According to a news release from the U.S. Attorney's Office of the Southern District of New York, Phyo Hein Htut concocted a plan with an arms dealer in Thailand who sells weapons to the Myanmar military. Under the plan, Phyo Hein Htut would "hire attackers to hurt the Ambassador in an attempt to force the Ambassador to step down from his post. If the Ambassador did not step down, then the Arms Dealer proposed that the attackers hired by Htut would kill the Ambassador."
The second defendant, Ye Hein Zaw, allegedly was going to send money to Phyo Hein Htut to finance the attack, which was to take place near New York City.
Each defendant is charged with one count of conspiracy to assault and make a violent attack upon a foreign official, which carries a maximum sentence of five years in prison.
Myanmar's military, which overthrew the government of civilian leader Aung San Suu Kyi on February 1, has been trying to remove Kyaw Moe Tun, who opposes the military junta, from his post at the U.N. and replace him. Kyaw Moe Tun told Agence France-Presse on Wednesday that his life had been threatened and that he was given additional security.

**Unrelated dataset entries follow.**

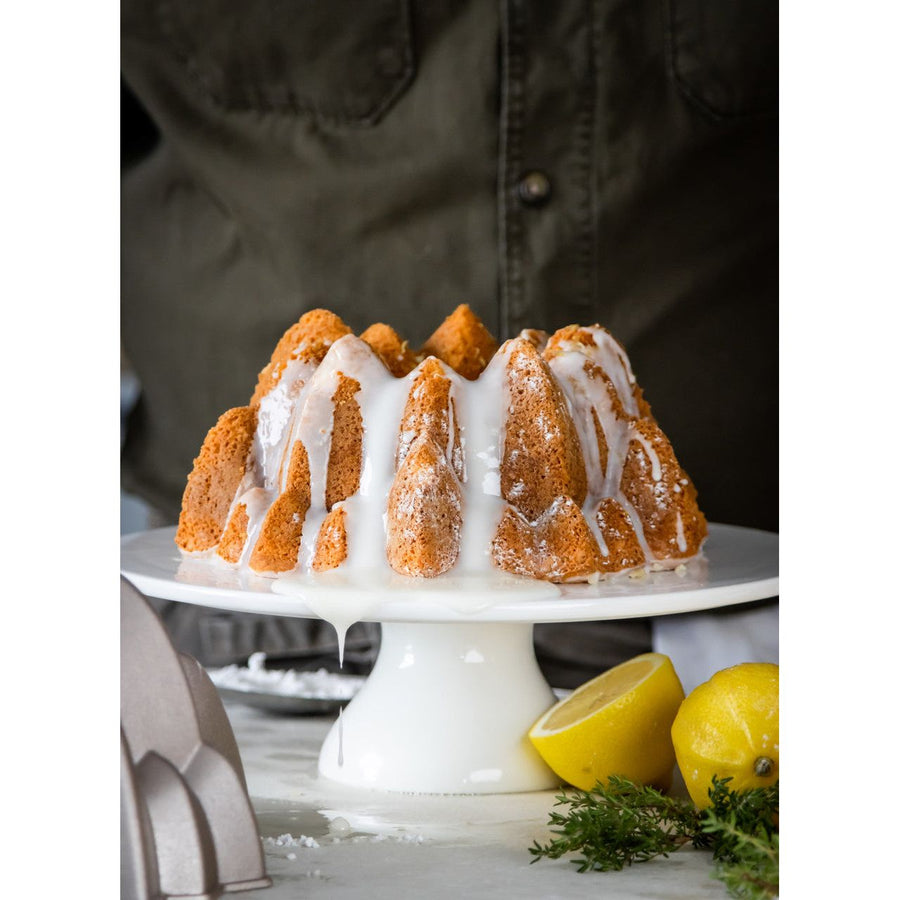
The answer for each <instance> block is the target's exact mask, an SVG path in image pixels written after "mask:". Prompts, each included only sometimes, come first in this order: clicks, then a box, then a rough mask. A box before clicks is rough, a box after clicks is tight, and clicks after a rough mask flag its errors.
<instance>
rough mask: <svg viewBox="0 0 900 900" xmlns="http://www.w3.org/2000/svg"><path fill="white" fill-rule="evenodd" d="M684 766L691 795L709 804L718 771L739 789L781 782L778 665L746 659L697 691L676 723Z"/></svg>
mask: <svg viewBox="0 0 900 900" xmlns="http://www.w3.org/2000/svg"><path fill="white" fill-rule="evenodd" d="M672 743H673V745H674V747H675V756H676V759H677V761H678V768H679V770H680V771H681V776H682V778H683V779H684V783H685V787H686V788H687V790H688V793H689V794H690V796H691V799H692V800H693V801H694V803H695V804H696V805H697V806H698V807H701V808H703V807H706V806H709V802H710V801H709V794H708V792H709V789H710V787H711V786H712V778H713V775H716V776H717V777H718V778H720V779H723V778H730V779H731V782H730V783H729V785H728V786H729V788H730V789H731V790H733V791H741V790H747V789H749V788H754V787H765V786H767V785H771V784H774V783H775V782H776V781H777V780H778V749H779V748H778V666H777V665H776V664H774V663H740V664H738V665H736V666H730V667H729V668H727V669H722V670H721V671H719V672H716V674H715V675H713V676H712V678H710V679H709V681H706V682H704V683H703V684H701V685H699V686H698V687H696V688H694V690H693V691H691V693H690V695H689V696H688V697H687V698H686V699H685V701H684V703H682V705H681V709H679V711H678V715H677V716H676V717H675V721H674V722H673V723H672Z"/></svg>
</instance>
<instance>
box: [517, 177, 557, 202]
mask: <svg viewBox="0 0 900 900" xmlns="http://www.w3.org/2000/svg"><path fill="white" fill-rule="evenodd" d="M518 192H519V199H520V200H521V201H522V202H523V203H527V204H528V205H529V206H540V205H541V204H542V203H546V202H547V200H548V198H549V197H550V179H549V178H548V177H547V176H546V175H545V174H544V173H543V172H529V173H528V174H527V175H523V176H522V178H521V180H520V181H519V185H518Z"/></svg>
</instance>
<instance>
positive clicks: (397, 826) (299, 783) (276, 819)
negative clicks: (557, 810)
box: [226, 701, 727, 900]
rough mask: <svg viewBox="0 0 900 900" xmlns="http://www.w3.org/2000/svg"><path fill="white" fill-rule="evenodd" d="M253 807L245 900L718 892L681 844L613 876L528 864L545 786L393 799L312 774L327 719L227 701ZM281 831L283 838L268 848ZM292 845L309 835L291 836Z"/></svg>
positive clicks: (561, 863) (604, 895) (664, 894)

In late February, Kyaw Moe Tun spoke passionately before the U.N.
"We will continue to fight for a government which is of the people, by the people, for the people," Kyaw Moe Tun said, his voice cracking. He then spoke briefly in his native Burmese to address his fellow citizens listening in Myanmar, which is also known as Burma.
"I would like to request to all of you to keep on fighting," he urged his countrymen, according to a translation of his remarks. "The revolution must succeed."
Messages seeking comment from the suspects' lawyers were not immediately returned, The Associated Press said, and a message and phone call seeking comment were sent to the Myanmar mission to the U.N.
Nearly 950 people have been killed, more than 7,000 have been arrested and 5,502 are still detained since the coup began on February 1, according to the Assistance Association for Political Prisoners (Burma), a human rights organization based in Thailand and Myanmar.
Some information for this report came from The Associated Press, Reuters and AFP.